Pertanto, ai fini della risoluzione del contratto per inadempimento, in presenza di clausola risolutiva espressa, pur se la colpa del contraente inadempiente si presume, ai sensi dell’art. 1218 c.c., il giudice non è tenuto solo a constatare che l’evento previsto dalla detta clausola si sia verificato, ma deve verificare, con riferimento al principio della buona fede, il comportamento posto in essere dall’obbligato, potendo la risoluzione essere dichiarata solo ove sussista (almeno) la colpa di quest’ultimo.
Ne consegue come, nella fattispecie, nonostante il canone di locazione relativo al II trimestre 2020 sia stato pagato con un ritardo di due mesi rispetto alla data di scadenza prevista nel contratto, la conduttrice ha, tuttavia, dato dimostrazione che il ritardo nell’adempimento non possa dirsi riconducibile ad una propria condotta colposa.

In aggiunta, il riconoscimento del diritto del conduttore ad una riduzione del canone, proporzionata alla sopravvenuta diminuzione del godimento, costituisce specifica applicazione di un principio generale che presiede la disciplina delle locazioni, quello “della sinallagmaticità fra godimento e corrispettivo”, per cui ove quel godimento non è attuabile secondo le previsioni contrattuali il conduttore è abilitato a pretendere una riduzione del relativo corrispettivo e financo legittimato alla risoluzione del rapporto, quando quella diminuzione è tale da comportare il venir meno dello stesso interesse del conduttore alla persistenza della locazione” (Cass. n. 3590/1992). Nel caso in esame è indubbio che, per effetto delle disposizioni emergenziali, la prestazione del locatore di assicurare il godimento dell’immobile per la destinazione contrattuale non è stata adempiuta nella sua interezza, essendo stato precluso, per una parte del periodo in questione (1 aprile -17 maggio 2020), lo svolgimento dell’attività professionale per il quale esso era stato locato e quindi l’uso pattuito. Parimenti indubbio è che ciò non è imputabile al locatore.
Bisogna ricordare come disciplina generale in tema di parziale inadempimento nei contratti a prestazioni corrispettive consente la riduzione del prezzo solo ove l’impossibilità parziale sia definitiva.
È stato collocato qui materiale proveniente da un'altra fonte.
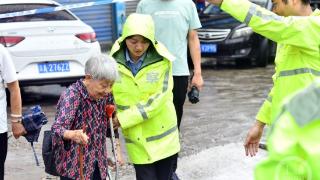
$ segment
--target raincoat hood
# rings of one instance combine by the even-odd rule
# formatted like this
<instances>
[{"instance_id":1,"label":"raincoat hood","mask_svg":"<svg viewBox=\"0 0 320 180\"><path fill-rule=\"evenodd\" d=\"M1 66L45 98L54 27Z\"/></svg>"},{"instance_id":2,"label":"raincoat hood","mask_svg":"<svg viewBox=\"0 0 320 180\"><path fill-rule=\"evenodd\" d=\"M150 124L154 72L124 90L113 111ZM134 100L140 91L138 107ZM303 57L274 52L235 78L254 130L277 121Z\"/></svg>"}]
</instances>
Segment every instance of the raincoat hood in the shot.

Ne deriverebbe che tale norma non sia applicabile analogicamente all’inadempimento durante il periodo di lock-down da Covid, in quanto, questo si presenta di durata “limitata” e non definitiva.
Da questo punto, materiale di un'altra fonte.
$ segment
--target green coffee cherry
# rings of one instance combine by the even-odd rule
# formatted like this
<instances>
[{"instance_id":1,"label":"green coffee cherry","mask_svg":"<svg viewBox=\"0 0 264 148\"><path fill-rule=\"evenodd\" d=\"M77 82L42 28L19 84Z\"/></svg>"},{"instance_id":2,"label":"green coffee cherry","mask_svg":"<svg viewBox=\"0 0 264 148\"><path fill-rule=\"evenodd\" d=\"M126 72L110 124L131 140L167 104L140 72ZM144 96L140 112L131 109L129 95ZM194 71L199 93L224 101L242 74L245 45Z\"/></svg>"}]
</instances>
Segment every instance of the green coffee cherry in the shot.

E’ opportuno, però, considerare altresì come il Decreto Rilancio (art. 216, comma 3, L. n. 77/2020), disponga che la sospensione delle attività sportive dà diritto al conduttore di impianti sportivi ad una riduzione del canone locatizio che, salva la prova di un diverso ammontare a cura della parte interessata, si presume pari al cinquanta per cento del canone contrattualmente stabilito.
Una interpretazione costituzionalmente orientata della predetta disposizione ne consente l’applicazione analogica ai rapporti di locazione aventi ad oggetto immobili destinati allo svolgimento della generalità delle attività commerciali, industriali e professionali sospese a causa della pandemia, apparendo essa altrimenti irragionevole sotto il profilo della disparità di trattamento di situazioni uguali o analoghe.
Pertanto, per concludere, sarà consigliabile per le parti di un contratto di locazione di immobile destinato ad attività commerciale, in caso di ritardo o pagamento parziale del canone, valutare e contemperare in concreto i propri interessi, al fine di addivenire, in caso di controversia, ad una soluzione bonaria che soddisfi entrambi gli interessi in gioco.